The Cowboys posted a 12–4 record in Marinelli's first season as defensive coordinator, with his defense ranking 14th in the league.

On January 13, 2015, Marinelli signed a 3-year extension with the Cowboys to remain the defensive coordinator.

====Las Vegas Raiders====
On February 5, 2020, Marinelli was named the defensive line coach for the newly relocated Las Vegas Raiders. On December 13, Marinelli was promoted to interim defensive coordinator, following the firing of Paul Guenther.

On February 11, 2022, Marinelli announced that he would be retiring from coaching.

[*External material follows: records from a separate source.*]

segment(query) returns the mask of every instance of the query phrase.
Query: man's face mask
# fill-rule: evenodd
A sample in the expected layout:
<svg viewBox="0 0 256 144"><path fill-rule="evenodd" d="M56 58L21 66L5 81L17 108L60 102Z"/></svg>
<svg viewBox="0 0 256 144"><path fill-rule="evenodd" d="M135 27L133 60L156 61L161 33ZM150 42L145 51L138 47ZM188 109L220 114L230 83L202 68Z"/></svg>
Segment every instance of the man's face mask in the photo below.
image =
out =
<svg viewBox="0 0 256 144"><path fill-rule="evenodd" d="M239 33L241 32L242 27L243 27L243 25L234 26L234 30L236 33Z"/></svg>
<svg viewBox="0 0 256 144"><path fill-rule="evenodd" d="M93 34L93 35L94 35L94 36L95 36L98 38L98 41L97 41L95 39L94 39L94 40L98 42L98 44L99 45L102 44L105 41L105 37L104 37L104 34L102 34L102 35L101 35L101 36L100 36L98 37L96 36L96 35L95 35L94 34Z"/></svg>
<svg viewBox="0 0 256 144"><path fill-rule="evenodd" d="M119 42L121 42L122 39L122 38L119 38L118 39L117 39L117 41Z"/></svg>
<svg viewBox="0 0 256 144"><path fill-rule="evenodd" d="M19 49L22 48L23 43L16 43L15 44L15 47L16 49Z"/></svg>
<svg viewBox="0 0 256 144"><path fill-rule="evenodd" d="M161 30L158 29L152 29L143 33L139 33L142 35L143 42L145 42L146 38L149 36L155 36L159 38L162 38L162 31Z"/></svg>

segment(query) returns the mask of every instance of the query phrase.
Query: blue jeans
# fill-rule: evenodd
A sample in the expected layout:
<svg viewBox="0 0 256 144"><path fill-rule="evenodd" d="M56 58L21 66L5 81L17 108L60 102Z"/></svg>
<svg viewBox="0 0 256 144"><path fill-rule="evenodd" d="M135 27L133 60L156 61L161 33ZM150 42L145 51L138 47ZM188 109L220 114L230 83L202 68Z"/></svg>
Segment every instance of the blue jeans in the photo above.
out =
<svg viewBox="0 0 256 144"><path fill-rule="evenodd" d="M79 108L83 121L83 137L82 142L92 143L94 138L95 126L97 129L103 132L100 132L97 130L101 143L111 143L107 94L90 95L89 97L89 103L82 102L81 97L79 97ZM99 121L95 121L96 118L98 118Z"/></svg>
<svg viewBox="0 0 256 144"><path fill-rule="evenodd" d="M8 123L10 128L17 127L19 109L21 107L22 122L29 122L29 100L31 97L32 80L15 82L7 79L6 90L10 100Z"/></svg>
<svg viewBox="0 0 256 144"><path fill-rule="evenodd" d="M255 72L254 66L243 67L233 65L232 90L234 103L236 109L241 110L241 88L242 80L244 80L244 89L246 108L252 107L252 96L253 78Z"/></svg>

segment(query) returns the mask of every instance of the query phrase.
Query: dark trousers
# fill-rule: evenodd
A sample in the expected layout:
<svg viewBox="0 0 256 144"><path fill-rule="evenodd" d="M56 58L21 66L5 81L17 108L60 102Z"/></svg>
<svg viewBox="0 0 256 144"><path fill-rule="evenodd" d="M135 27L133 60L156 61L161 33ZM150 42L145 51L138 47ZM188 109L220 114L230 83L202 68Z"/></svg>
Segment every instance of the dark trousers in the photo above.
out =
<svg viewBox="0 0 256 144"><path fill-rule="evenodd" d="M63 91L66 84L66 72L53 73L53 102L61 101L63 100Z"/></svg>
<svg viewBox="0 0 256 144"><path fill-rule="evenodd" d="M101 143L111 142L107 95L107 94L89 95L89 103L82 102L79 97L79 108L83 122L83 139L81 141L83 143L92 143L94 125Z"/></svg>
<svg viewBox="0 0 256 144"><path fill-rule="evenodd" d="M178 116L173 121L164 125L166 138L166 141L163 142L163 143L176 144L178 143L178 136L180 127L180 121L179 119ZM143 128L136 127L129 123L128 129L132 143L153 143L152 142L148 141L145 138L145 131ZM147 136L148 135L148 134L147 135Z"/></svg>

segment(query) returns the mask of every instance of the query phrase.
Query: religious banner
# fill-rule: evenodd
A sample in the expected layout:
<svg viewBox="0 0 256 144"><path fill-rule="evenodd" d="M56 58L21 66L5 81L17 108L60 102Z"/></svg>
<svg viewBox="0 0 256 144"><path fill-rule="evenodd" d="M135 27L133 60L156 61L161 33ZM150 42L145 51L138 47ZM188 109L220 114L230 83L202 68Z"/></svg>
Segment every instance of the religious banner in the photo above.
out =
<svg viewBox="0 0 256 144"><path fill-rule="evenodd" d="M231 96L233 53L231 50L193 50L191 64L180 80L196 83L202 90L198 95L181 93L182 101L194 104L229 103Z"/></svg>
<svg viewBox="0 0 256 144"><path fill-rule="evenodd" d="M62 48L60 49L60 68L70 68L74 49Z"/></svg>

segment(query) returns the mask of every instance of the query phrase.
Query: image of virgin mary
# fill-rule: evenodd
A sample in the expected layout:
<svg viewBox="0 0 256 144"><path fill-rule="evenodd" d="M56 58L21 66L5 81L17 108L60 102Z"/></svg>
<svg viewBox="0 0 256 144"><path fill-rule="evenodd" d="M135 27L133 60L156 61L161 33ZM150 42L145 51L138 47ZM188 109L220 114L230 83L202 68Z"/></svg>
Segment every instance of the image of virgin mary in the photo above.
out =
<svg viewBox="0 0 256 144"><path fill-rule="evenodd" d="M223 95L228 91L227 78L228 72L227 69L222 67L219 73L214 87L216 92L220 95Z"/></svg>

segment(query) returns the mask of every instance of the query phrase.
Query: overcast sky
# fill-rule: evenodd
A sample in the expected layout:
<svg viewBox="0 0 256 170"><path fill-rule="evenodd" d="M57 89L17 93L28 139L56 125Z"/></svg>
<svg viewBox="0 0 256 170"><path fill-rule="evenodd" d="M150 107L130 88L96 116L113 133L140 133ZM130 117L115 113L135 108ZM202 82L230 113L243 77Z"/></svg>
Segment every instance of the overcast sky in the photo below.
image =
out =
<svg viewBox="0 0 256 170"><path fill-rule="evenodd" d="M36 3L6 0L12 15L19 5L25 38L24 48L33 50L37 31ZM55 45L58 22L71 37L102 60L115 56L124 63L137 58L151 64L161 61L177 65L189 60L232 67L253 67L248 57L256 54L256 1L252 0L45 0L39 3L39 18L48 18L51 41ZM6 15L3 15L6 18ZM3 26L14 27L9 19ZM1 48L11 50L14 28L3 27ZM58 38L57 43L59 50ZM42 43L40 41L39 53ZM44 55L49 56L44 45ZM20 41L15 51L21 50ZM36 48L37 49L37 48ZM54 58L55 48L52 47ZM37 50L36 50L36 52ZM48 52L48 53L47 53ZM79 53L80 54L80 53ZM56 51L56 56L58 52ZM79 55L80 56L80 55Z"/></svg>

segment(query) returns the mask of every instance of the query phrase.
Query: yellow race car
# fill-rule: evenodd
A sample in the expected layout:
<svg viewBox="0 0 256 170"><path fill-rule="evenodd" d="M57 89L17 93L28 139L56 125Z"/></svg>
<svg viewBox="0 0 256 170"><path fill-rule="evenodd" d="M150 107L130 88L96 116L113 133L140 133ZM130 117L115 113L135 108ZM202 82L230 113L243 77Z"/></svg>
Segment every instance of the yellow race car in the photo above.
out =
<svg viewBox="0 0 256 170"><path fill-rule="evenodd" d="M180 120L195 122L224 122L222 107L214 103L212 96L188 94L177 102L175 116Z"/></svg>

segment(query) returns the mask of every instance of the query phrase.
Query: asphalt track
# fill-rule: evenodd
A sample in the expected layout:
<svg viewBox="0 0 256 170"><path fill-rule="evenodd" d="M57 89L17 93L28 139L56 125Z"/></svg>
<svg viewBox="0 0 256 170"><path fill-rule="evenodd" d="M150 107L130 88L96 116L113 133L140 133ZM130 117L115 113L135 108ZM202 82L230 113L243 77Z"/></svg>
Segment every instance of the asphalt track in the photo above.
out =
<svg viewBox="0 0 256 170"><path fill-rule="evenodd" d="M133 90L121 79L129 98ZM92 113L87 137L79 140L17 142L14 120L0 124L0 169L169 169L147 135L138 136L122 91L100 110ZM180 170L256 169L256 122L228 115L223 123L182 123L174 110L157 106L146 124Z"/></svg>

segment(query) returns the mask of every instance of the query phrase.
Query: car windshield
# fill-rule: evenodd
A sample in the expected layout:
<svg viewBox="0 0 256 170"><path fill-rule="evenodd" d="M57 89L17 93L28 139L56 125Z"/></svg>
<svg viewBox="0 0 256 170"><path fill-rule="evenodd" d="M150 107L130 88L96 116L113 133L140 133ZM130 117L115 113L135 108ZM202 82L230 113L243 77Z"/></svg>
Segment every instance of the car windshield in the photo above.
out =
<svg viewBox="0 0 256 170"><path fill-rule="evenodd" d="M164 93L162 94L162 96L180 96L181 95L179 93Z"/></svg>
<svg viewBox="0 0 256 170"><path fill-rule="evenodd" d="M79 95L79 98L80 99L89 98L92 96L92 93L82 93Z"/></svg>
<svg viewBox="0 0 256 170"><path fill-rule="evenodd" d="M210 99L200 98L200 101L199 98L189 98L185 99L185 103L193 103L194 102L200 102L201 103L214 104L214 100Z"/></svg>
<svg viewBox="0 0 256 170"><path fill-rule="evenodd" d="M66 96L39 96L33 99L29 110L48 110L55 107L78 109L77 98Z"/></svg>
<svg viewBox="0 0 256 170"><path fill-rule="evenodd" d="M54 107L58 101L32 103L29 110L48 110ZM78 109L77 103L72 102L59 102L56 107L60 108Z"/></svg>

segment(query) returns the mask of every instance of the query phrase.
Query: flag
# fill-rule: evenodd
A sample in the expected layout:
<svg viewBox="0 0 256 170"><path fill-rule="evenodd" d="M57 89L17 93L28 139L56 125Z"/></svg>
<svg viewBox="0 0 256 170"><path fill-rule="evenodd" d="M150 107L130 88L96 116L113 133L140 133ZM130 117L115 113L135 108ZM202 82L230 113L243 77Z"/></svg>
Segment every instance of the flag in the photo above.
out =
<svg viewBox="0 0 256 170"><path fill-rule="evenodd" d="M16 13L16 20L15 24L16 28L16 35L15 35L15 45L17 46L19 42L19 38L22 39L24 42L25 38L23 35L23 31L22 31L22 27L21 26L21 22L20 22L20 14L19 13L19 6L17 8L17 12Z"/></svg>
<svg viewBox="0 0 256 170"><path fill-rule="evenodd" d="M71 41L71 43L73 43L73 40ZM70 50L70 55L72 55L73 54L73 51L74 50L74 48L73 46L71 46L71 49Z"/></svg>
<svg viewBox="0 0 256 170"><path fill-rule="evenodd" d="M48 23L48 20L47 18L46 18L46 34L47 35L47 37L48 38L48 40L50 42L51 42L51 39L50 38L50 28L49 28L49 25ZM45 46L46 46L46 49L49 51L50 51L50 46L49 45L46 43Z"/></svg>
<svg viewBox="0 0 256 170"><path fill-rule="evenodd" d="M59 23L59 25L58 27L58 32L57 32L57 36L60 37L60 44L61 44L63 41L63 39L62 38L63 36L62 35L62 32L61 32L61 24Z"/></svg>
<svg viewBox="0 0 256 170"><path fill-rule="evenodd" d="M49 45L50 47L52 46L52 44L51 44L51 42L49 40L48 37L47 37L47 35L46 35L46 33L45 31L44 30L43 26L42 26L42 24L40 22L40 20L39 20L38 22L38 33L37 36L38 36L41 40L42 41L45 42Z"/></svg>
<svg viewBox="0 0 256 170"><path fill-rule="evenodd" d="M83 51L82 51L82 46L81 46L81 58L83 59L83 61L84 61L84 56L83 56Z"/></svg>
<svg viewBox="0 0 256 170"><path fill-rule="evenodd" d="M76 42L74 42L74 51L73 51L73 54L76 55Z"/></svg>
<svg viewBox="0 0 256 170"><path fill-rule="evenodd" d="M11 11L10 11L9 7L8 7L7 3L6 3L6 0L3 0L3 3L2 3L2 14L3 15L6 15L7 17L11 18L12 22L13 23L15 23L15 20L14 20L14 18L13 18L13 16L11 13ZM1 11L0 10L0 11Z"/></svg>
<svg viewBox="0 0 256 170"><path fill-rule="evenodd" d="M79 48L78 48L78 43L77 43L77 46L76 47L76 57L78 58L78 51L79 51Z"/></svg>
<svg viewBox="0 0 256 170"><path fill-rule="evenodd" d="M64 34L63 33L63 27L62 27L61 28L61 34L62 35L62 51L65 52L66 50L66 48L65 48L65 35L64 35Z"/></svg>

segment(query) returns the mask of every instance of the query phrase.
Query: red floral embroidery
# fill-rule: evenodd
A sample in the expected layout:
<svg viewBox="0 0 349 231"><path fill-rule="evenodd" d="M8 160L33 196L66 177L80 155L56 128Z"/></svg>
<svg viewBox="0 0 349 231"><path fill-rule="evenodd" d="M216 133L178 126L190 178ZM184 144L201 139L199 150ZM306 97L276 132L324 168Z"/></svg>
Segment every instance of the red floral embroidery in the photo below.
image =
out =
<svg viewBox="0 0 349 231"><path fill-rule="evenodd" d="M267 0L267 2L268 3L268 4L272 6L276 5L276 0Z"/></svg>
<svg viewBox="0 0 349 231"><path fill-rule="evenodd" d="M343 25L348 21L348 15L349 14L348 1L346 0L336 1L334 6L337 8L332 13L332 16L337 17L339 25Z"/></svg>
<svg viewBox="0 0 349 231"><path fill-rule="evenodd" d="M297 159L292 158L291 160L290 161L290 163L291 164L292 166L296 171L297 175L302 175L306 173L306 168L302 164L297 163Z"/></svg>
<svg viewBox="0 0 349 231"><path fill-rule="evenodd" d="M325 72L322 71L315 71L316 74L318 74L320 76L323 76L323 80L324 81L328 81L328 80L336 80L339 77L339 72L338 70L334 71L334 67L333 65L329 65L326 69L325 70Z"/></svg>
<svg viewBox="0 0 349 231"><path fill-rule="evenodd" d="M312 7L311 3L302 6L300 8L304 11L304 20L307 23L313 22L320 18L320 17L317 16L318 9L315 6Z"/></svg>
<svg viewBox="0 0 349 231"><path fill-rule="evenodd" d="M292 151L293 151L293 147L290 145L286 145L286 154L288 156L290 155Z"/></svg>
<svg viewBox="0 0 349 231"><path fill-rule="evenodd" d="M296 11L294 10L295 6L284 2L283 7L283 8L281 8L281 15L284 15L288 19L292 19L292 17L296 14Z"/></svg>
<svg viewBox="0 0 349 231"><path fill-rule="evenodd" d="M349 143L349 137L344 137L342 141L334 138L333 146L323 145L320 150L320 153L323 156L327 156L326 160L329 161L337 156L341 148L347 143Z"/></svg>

===Head coaching record===

| Team | Year | Regular season |  |  |  |  | Postseason |  |  |  |
| Won | Lost | Ties | Win % | Finish | Won | Lost | Win % | Result |
| DET | 2006 | 3 | 13 | 0 | .188 | 4th in NFC North |  |  |  |  |
| DET | 2007 | 7 | 9 | 0 | .438 | 3rd in NFC North |  |  |  |  |
| DET | 2008 | 0 | 16 | 0 | .000 | 4th in NFC North |  |  |  |  |
| Total |  | 10 | 38 | 0 | .208 |  |  |  |  |  |

==Personal life==

Marinelli and his wife, Barbara, have two daughters, Chris and Gina. Chris is married to Joe Barry, the Green Bay Packers' former defensive coordinator.

Marinelli is a veteran of the Vietnam War. He was wounded in Vietnam and contracted malaria.